Russia starts ambitious super-heavy space rocket project

Russia starts ambitious super-heavy space rocket project

On the 25th anniversary of the historic flight of the Soviet space shuttle Buran, Russia’s Roscosmos space agency has formed a working group to prepare “within weeks” a roadmap for the revival of the Energia super-heavy booster rocket.

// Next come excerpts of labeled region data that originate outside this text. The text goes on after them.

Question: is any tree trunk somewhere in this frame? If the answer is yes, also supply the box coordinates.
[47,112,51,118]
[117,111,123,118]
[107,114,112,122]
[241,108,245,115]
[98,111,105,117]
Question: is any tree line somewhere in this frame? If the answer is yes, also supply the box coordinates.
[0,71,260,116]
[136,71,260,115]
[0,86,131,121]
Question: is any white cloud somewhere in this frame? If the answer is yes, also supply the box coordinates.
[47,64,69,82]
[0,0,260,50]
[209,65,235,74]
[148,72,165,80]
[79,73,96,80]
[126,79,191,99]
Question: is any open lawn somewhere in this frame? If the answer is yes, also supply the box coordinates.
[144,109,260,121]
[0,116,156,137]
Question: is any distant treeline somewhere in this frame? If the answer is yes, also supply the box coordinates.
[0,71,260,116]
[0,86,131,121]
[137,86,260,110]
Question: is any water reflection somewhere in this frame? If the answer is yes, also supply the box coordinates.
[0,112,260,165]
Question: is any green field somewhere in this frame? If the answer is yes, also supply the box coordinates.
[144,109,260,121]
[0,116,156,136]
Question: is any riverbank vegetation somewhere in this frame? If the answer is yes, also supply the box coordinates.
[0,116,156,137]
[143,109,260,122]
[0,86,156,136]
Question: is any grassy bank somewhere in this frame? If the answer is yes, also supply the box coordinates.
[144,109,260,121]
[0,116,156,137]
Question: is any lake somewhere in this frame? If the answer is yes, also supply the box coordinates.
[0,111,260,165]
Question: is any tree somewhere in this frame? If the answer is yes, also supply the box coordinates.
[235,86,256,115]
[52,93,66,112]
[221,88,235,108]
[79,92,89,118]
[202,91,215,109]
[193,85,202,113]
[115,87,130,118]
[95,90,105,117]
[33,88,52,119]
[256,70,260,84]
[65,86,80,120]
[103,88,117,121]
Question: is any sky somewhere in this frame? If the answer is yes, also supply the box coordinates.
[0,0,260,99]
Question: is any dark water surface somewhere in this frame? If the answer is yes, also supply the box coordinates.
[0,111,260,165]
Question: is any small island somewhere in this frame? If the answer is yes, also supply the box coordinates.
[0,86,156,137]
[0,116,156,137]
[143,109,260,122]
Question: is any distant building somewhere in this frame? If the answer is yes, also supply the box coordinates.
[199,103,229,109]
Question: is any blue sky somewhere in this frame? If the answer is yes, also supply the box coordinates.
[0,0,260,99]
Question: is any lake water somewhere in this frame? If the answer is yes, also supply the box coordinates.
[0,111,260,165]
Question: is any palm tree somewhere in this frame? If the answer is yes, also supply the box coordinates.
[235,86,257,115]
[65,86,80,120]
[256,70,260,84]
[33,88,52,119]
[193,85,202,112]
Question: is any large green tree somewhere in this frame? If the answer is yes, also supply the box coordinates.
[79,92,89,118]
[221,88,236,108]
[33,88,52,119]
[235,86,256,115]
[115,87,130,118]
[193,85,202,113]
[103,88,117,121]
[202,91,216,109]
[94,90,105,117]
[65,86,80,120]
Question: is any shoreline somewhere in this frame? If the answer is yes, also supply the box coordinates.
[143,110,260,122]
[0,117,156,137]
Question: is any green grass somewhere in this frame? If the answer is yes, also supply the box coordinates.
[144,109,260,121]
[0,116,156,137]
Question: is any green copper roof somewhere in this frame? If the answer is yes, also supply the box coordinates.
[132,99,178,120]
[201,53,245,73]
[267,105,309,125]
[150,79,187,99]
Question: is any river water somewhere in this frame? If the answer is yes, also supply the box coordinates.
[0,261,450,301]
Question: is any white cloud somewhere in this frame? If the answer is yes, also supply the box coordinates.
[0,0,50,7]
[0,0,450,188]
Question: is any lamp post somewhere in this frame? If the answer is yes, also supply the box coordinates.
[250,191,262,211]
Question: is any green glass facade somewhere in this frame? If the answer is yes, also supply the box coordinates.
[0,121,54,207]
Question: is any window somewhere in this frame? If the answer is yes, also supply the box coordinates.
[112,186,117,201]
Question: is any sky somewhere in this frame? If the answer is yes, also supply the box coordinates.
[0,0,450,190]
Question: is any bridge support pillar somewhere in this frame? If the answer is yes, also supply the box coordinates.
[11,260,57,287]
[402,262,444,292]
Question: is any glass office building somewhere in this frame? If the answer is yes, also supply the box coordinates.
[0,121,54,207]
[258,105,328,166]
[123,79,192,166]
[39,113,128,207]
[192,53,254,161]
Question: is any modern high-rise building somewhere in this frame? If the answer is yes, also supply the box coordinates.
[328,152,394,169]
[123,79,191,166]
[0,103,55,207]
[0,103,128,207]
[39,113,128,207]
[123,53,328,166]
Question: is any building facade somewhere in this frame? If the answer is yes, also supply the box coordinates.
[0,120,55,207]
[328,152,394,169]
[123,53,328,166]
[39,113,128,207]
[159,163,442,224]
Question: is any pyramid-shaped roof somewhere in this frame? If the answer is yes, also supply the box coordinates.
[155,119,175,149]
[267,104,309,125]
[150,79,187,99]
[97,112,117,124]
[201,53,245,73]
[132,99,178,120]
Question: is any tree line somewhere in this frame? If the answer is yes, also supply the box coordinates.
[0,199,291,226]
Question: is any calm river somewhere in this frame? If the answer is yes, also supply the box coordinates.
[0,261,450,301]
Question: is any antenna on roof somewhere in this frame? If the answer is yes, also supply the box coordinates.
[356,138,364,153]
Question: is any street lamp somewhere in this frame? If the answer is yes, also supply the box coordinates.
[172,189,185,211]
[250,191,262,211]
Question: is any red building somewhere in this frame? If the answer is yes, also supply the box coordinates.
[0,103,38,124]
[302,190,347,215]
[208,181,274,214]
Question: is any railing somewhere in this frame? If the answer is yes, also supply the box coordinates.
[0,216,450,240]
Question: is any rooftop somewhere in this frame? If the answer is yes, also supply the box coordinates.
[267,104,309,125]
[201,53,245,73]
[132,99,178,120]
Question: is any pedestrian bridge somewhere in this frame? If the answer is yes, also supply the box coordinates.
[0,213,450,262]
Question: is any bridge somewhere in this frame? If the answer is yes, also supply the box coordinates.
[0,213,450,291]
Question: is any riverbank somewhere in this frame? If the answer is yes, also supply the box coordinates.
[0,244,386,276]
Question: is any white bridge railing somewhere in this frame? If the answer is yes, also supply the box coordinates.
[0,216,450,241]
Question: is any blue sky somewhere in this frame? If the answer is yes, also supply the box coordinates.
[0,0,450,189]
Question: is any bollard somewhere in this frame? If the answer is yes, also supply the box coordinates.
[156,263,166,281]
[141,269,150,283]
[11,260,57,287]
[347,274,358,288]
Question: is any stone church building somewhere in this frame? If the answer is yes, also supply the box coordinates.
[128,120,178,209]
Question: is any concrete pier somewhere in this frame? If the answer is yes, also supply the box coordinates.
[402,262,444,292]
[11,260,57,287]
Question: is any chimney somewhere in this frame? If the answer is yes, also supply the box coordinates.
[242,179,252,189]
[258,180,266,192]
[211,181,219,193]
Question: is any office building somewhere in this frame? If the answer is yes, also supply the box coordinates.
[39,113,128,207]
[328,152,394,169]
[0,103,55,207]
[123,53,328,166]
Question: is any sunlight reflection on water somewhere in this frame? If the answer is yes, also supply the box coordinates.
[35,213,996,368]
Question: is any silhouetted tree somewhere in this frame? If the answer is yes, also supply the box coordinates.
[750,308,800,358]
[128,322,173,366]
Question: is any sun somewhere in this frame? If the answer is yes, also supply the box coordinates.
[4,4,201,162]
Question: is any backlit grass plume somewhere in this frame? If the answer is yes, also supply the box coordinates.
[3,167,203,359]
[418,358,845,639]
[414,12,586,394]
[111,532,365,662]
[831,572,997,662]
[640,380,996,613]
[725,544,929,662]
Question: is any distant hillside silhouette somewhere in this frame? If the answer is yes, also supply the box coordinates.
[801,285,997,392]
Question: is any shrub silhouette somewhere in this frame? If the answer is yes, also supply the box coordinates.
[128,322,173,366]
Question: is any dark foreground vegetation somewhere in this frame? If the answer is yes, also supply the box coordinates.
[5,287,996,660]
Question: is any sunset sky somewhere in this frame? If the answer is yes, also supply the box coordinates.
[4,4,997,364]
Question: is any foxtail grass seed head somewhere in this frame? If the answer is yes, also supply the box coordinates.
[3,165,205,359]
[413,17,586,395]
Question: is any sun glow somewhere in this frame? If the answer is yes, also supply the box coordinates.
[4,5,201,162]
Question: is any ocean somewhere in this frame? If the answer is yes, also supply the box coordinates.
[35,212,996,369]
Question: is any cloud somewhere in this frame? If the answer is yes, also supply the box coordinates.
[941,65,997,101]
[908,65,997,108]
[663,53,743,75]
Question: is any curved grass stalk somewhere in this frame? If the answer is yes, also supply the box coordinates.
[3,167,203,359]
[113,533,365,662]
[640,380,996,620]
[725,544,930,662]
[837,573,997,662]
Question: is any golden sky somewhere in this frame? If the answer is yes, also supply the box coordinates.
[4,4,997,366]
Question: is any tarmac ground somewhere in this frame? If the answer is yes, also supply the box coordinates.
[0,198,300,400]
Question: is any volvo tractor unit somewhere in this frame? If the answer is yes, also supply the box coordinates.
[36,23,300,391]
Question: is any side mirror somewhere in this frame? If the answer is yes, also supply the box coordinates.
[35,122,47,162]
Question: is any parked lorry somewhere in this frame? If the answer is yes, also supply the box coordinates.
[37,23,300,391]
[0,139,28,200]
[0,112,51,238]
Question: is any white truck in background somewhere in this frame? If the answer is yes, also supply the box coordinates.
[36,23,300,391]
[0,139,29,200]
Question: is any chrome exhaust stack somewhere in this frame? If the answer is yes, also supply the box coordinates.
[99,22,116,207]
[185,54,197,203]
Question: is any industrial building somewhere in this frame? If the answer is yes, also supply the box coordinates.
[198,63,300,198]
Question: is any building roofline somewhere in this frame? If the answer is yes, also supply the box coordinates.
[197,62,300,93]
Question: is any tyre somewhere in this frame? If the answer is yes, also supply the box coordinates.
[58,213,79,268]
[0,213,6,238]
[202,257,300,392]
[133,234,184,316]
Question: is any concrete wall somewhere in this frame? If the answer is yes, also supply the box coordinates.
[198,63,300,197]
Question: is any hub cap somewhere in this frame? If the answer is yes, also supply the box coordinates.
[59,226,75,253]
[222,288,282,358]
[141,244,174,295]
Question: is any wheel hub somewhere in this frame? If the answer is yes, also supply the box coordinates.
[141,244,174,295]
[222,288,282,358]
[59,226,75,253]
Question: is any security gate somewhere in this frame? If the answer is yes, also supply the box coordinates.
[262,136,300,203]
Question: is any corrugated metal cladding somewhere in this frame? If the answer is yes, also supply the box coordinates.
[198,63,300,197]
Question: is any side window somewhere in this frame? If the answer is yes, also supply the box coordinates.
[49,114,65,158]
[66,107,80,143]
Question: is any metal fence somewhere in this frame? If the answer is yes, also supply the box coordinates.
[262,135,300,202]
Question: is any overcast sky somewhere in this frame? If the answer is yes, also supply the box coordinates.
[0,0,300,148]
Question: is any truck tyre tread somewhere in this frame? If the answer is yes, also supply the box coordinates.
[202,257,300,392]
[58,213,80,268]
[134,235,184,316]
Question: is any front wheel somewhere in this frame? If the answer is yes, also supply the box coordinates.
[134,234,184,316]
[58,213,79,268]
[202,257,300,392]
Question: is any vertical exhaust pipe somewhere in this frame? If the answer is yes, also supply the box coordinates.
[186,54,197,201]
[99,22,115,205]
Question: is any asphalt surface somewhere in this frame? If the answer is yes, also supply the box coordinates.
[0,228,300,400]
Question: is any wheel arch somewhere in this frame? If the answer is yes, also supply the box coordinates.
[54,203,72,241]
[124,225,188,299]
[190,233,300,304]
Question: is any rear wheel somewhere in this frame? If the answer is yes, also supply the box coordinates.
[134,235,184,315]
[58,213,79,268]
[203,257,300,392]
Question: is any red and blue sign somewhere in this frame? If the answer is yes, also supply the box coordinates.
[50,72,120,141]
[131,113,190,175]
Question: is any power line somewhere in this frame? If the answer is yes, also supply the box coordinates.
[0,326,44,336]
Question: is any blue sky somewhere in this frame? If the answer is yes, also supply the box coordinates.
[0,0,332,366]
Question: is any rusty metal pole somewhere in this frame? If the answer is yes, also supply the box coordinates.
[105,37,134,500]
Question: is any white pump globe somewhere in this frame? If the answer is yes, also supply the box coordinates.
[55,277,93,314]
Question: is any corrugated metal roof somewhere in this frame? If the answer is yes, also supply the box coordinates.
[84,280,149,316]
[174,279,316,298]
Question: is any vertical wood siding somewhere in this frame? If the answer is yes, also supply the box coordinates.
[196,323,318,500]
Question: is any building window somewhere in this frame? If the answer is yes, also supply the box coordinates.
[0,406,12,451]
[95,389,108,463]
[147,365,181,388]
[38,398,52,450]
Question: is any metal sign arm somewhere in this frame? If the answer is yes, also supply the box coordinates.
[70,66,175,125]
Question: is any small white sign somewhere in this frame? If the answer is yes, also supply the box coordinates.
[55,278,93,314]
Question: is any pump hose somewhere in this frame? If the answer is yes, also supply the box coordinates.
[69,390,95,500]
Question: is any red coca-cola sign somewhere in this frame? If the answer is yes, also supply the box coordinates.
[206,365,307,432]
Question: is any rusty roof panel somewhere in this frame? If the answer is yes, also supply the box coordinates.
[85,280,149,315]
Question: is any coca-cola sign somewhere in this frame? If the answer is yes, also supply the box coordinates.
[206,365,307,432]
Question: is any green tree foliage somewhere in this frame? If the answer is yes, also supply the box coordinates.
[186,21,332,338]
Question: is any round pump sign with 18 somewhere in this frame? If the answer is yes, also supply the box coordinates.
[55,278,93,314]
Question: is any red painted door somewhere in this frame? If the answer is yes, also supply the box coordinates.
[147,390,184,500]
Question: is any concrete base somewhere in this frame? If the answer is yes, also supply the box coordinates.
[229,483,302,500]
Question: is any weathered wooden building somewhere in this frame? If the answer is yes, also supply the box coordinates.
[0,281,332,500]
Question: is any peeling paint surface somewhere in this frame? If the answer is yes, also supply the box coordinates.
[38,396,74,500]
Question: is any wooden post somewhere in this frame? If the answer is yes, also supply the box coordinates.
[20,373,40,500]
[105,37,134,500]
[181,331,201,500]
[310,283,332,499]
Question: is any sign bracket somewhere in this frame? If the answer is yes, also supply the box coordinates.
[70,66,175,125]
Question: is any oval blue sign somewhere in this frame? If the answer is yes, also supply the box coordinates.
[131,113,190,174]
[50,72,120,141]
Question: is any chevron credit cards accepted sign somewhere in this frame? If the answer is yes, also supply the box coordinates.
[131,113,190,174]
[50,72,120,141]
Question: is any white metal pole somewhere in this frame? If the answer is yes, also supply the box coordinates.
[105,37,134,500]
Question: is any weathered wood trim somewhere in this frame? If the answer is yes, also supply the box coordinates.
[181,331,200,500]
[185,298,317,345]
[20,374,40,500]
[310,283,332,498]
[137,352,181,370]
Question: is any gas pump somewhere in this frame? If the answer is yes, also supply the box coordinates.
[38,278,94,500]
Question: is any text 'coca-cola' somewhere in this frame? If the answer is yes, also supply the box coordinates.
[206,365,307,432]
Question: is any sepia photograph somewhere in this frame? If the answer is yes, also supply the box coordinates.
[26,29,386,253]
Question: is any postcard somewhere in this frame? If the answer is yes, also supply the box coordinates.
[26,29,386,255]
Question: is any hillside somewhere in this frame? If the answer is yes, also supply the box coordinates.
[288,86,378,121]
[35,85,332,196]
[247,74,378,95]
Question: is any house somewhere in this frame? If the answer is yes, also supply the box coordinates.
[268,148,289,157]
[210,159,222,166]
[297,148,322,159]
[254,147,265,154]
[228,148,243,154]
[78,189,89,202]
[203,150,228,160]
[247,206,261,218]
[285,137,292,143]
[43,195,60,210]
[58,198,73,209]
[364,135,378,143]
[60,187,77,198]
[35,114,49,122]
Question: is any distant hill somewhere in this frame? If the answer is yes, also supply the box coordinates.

  The group led by Oleg Ostapenko, the new head of Roscosmos  Federal Space Agency, is set to draw up proposals on the design  of a super-heavy launch vehicle capable of delivering up to 100  tonnes of payload to the baseline orbit, former Soviet minister  of general machine building, Oleg Baklanov, said on Friday.  
  “You have assumed the responsibility and dared to head the  group, which is supposed to find an answer to the question how we  can regain the position we demonstrated to the world with the  launch of a 100-tonne spacecraft [Buran in 1988] within a few  weeks,” the ex-minister told Ostapenko at the event dedicated  to the 25th anniversary of the flight of the Buran shuttle  spacecraft.    
  The new carrier rocket Angara is set to become the base for the  ambitious project that could bring Russia back to its heyday of  space exploration. It could be launched from the Vostochny  Cosmodrome which is now being constructed in Russia’s Far East,  and will replace Kazakhstan’s Baikonur as Russia’s main  launchpad.